South Texas-based Isaiah Flowers makes music that sounds instantly nostalgic. His sophomore album following 2019's Take Me Back, ADGTH is noticeably more mature, both sonically and emotionally, than all of Flowers' previous work. A stunning coming-of-age drama, the project will teleport you back to simpler times in what amounts to the ideal late-summer showcase of post-punk teen angst.

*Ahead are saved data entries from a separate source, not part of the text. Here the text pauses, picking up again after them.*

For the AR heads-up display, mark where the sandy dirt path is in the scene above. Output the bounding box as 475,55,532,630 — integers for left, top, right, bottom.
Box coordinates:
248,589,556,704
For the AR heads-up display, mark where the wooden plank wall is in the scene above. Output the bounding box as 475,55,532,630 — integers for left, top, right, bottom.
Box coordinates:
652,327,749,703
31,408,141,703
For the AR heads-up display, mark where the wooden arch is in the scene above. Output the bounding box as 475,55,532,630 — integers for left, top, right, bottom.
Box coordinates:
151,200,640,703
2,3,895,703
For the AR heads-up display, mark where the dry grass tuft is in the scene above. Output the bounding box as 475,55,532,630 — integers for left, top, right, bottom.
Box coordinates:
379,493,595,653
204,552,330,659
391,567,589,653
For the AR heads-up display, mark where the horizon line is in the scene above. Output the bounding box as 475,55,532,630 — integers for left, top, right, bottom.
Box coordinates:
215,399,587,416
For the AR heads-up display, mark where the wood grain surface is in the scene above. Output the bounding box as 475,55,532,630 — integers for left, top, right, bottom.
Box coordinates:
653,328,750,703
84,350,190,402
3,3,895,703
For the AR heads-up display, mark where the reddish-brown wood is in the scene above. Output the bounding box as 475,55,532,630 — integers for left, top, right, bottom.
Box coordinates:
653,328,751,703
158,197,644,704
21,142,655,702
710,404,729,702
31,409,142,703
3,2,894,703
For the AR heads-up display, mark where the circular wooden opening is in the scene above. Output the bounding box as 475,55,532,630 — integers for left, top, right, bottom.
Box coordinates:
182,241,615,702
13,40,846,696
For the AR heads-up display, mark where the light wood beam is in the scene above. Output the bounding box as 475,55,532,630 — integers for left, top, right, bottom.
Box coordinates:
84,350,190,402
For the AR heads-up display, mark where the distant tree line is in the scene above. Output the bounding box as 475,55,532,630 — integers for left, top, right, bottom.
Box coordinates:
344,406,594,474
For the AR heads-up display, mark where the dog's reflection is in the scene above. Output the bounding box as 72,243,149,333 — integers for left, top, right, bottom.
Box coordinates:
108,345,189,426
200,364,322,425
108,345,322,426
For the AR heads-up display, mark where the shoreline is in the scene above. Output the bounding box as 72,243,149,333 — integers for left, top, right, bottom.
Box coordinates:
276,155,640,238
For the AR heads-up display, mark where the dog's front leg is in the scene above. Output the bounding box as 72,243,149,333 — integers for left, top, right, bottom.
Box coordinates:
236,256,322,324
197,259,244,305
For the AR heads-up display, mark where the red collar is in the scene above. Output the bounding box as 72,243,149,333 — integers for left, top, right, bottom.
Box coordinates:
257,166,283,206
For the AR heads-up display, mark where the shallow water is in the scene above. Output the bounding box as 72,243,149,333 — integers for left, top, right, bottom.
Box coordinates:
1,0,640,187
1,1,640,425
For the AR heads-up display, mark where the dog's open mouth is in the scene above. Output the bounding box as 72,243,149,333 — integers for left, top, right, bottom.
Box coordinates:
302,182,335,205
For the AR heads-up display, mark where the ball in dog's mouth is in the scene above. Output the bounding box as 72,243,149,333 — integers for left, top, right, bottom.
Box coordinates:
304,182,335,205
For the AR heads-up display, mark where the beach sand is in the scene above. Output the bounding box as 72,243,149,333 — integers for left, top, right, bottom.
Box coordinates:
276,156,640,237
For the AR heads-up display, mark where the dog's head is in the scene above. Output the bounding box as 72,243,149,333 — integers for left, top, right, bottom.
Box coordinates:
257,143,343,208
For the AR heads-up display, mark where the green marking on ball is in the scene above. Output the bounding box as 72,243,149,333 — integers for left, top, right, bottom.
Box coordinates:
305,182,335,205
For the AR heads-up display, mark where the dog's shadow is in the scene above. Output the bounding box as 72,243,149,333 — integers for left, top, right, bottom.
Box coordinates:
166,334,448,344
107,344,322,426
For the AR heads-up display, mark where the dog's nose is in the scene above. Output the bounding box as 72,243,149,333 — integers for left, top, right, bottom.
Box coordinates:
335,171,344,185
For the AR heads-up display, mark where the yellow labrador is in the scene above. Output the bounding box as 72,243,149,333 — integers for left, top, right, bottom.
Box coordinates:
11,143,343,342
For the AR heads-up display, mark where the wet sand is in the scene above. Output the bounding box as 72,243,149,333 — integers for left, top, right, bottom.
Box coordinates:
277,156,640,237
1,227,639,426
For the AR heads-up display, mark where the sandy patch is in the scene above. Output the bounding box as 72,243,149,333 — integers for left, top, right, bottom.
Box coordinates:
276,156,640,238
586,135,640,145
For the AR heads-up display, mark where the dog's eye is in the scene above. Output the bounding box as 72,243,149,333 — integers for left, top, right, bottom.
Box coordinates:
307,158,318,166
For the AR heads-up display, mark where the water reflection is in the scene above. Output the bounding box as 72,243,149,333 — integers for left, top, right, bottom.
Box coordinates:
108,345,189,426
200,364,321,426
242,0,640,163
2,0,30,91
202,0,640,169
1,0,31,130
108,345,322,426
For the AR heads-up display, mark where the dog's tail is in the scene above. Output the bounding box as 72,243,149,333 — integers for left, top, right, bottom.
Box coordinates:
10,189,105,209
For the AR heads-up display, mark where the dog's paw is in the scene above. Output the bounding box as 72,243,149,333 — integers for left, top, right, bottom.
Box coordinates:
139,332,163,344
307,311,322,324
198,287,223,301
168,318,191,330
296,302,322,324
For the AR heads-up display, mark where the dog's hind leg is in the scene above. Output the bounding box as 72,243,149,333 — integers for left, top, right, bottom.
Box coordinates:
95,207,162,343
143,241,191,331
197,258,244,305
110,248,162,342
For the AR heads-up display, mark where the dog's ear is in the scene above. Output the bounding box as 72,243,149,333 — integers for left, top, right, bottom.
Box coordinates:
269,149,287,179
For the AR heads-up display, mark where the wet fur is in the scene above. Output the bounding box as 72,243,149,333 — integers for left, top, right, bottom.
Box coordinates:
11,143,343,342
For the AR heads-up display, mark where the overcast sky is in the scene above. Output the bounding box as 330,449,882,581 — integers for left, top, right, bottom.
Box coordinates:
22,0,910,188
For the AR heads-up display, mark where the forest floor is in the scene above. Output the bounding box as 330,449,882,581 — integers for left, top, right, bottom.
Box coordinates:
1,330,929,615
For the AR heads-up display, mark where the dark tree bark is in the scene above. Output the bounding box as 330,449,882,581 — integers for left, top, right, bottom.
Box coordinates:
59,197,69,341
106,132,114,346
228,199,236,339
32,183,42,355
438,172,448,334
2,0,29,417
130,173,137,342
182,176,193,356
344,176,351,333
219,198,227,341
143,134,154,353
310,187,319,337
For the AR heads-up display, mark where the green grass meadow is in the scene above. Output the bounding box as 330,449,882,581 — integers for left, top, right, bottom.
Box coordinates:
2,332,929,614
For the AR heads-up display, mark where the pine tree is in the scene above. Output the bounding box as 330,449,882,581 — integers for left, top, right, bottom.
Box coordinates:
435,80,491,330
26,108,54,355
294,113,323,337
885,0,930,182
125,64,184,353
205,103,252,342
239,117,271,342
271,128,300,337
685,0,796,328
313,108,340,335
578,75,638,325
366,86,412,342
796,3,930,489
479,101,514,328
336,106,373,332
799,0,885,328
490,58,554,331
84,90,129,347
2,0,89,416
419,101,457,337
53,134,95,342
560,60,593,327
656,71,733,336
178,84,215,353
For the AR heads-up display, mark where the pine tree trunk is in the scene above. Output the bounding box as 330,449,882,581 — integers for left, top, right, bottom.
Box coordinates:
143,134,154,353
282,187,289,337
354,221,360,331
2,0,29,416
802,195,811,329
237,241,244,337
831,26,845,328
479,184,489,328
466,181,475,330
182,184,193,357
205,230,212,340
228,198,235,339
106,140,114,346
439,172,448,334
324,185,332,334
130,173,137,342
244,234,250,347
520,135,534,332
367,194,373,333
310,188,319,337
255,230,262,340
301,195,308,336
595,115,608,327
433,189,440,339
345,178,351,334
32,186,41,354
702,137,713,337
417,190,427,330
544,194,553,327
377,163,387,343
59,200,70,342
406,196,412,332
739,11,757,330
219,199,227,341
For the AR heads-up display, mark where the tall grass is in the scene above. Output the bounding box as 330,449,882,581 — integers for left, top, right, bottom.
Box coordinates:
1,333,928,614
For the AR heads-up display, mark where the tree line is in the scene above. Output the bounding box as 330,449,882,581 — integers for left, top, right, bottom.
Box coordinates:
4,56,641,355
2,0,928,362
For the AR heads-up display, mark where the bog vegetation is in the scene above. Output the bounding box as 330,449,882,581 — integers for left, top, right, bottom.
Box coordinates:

Tapping in to something thoroughly relatable to the experience of growing up and clumsily maturing, ADGTH knows how to deliver its message in style. From tracks that make you want to drive on the freeway late night with the top down to ones that make you want to curl up in a ball in your room, Flowers delivers punchy odes to living, making mistakes, and still loving life that few young artists are capable of. In addition to the heavy influence of alt-pop and post-punk, there's hints of Yung Lean's emo-trap throughout the project, perhaps most notably on opening track "All Dogs", an eminently catchy anthem. Flowers' impassioned vocals drift between wistful and rebellious as he offers adept musings on love, growth, and most importantly brotherhood throughout the project's runtime. Standout single "Send It To the Ground" is when the rockstar side of Flowers truly comes out. It's a triumphant and energetic track that feels like a graduation of sorts from precocious alt-pop teenager to full-fledged alt-rock innovator. Final track "Superhero" is an emotional sendoff for the project as it sees Flowers lay bare anything he was holding back in a sweeping ballad that hits all the notes of bittersweet and yearning, and ends with a powerful, distortion-addled guitar solo that ties the album together.
Flowers' youthful charisma is the main carrying point for his second full-length project. Luckily, the Texas native possesses it in droves and gives an impressive and confident alt-rock project that sees its prodigious protagonist mature before our very eyes.